J.A.prestwick (J.A.P) V4 engine
An engineer John Alfred Prestwick founded J.A.Prestwick and Company when he was twenty years old, in 1895. The company was set up to produce scientific instruments and experimental apparatus for cinematography experiments.
In the early 1900s Prestwick became interested in motor cycles and in piston engines, and in 1901 designed and built his first engine, a single cylinder 3.5hp over head valve (OHV) that was installed in his first motor cycle in 1903, and used by the Triumph motor cycle company in their products.
Single cylinder motor cycle engines of 2.5 and 3.5hp were produced through 1905, during which J.A.Prestwick (J.A.P) single cylinder motor cycle engines were installed in many of the brand Marques of British machines. Some success was experienced with J.A.P powered machines in the 1910 Isle of Man TT with a first and tenth placing. However soon after the TT meeting, J.A.P powered machines took out first placings in three classes of trials at the 1910 BMCRC meeting at Brooklands.
Development continued through 1907/1908 with engines of various power outputs and cylinder configurations including the 6hp V twin cylinder J.A.P engine that powered the A.V Roe designed and built triplane that was the first all British aircraft to fly, and in late 1909 Roe used a 9hp V twin cylinder J.A.P engine to power an improved version of his tri-plane.
Prestwick realised that aircraft needed engines specifically designed for this application, and by 1910 had designed one air cooled V 4 cylinder and two air cooled V 8 cylinder engines with power outputs of 20, 35 and 40hp plus a water cooled V 8 cylinder 50hp variant.
Later Prestwick ended his interest in aviation and reverted to designing and developing motor cycle engines to satisfy an increasing demand for them.
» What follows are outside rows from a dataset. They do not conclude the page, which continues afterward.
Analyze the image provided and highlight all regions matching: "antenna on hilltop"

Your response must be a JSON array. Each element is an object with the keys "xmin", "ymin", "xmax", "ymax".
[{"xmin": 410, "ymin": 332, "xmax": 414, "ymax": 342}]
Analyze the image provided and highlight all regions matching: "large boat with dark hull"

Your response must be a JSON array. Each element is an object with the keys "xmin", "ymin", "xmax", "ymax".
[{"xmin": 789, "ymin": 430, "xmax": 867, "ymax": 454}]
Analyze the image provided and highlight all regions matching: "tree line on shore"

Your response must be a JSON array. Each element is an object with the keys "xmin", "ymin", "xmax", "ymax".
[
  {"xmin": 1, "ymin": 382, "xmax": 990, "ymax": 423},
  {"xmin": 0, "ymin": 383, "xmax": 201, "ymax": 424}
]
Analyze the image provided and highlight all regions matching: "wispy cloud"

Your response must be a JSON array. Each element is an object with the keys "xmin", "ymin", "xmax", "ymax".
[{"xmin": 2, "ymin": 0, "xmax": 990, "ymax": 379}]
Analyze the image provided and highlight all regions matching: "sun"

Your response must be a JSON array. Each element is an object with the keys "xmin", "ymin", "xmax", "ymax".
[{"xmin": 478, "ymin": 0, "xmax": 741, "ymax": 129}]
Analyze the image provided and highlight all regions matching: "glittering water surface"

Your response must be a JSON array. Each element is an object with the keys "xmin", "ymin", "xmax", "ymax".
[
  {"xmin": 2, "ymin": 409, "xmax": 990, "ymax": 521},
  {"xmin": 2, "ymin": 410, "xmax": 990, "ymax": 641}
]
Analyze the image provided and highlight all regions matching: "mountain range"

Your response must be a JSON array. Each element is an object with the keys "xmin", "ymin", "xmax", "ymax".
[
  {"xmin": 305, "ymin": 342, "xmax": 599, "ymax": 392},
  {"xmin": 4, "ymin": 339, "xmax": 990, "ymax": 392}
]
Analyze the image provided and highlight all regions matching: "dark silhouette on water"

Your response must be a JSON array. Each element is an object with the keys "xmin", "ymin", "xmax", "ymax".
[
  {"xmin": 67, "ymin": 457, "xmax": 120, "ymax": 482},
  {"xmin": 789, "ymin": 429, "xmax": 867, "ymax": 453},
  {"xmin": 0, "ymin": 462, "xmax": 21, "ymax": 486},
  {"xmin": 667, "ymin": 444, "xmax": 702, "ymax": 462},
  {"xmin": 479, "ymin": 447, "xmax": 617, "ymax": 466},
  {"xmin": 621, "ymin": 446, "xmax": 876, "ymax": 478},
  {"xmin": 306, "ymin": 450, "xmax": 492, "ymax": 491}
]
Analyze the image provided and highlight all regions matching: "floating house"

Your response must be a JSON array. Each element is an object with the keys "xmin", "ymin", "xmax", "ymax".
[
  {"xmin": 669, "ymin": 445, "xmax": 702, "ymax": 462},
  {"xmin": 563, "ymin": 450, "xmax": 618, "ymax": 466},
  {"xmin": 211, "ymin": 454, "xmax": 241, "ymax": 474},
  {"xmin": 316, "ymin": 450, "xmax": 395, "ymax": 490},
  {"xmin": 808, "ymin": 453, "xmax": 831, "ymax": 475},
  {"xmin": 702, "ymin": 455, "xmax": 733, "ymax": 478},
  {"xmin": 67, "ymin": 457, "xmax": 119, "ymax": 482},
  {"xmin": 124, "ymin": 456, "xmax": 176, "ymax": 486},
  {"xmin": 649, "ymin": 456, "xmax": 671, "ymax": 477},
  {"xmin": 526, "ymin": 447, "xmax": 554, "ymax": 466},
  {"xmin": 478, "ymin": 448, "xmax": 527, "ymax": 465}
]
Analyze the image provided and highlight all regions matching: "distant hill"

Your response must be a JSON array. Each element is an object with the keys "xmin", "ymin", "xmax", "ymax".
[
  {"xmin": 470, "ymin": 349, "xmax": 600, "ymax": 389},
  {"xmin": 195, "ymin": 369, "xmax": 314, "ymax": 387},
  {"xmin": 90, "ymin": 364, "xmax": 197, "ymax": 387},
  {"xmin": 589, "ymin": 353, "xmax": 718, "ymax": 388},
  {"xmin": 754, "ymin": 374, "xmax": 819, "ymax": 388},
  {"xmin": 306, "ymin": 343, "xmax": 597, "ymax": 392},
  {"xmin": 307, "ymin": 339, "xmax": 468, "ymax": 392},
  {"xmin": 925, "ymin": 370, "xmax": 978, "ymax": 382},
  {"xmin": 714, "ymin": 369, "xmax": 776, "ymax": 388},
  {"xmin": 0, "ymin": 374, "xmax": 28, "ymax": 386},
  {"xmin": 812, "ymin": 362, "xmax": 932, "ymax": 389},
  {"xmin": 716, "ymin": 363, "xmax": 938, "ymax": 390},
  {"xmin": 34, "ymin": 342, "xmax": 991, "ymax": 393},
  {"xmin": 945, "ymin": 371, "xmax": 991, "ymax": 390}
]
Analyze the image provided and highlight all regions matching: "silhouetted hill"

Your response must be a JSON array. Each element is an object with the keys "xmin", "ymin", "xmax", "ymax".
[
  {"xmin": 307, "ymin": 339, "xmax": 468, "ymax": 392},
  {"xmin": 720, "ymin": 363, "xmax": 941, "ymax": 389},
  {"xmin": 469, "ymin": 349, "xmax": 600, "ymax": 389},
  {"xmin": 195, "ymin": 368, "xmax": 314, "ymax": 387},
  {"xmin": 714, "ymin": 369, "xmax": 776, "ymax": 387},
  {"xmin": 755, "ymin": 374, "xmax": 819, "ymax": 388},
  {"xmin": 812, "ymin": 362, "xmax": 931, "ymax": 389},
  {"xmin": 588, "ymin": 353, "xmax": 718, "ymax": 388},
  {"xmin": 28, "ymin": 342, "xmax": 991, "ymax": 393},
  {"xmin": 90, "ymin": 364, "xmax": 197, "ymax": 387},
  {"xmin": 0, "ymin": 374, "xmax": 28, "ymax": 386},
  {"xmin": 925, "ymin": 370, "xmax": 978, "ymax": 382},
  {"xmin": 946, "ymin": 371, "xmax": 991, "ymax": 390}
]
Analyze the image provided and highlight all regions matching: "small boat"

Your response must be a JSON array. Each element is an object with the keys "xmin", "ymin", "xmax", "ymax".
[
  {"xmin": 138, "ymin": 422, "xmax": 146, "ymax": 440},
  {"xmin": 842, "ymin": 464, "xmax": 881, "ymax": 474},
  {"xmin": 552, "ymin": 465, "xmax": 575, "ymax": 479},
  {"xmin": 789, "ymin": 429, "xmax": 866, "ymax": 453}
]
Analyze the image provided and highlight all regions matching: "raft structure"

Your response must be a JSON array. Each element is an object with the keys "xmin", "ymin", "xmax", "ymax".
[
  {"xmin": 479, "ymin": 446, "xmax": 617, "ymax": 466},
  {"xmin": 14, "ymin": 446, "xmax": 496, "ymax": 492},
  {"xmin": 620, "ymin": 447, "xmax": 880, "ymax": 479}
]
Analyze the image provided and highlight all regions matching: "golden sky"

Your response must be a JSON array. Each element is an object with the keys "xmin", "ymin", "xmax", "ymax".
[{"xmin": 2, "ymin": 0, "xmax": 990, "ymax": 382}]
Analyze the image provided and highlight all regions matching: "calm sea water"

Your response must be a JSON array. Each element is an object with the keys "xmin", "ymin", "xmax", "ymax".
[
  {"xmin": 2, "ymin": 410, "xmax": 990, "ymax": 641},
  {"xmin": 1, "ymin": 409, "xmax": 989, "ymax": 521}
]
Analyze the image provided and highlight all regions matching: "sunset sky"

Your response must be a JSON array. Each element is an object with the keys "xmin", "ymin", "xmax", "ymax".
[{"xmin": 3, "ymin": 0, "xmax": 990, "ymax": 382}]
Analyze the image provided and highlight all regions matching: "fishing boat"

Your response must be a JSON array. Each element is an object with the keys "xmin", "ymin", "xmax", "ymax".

Interest in industrial engines eventuated that saw some 240,000 of these being produced during the WW2 years.
The Prestwick company was taken over by Villiers in the 1950s
One of the early Australian aviation pioneers Lawrence Marshal of Victoria, imported an alleged 35hp J.A.P. V4 cylinder engine from Britain to power the aircraft he had designed and had built in 1909. His experimentation led to him finally making three successful flights, the best, of 500 yard (457m) at a height reported to be 30 feet, on April 14 1912.
In the 1950s Ken Ballinger came into possession of the J.A.P. engine that is believed to have powered Marshal's aircraft. In the 1970s the damaged and unprotected engine was found on the Ballinger property by Andrew, the son of a friend of Ken Ballinger's from the SAAA Jim Fullarton, who undertook to look after the engine until in the mid 1990s, when after a visit to the Museum Ken Ballinger donated the engine.
It has since been restored and is on display.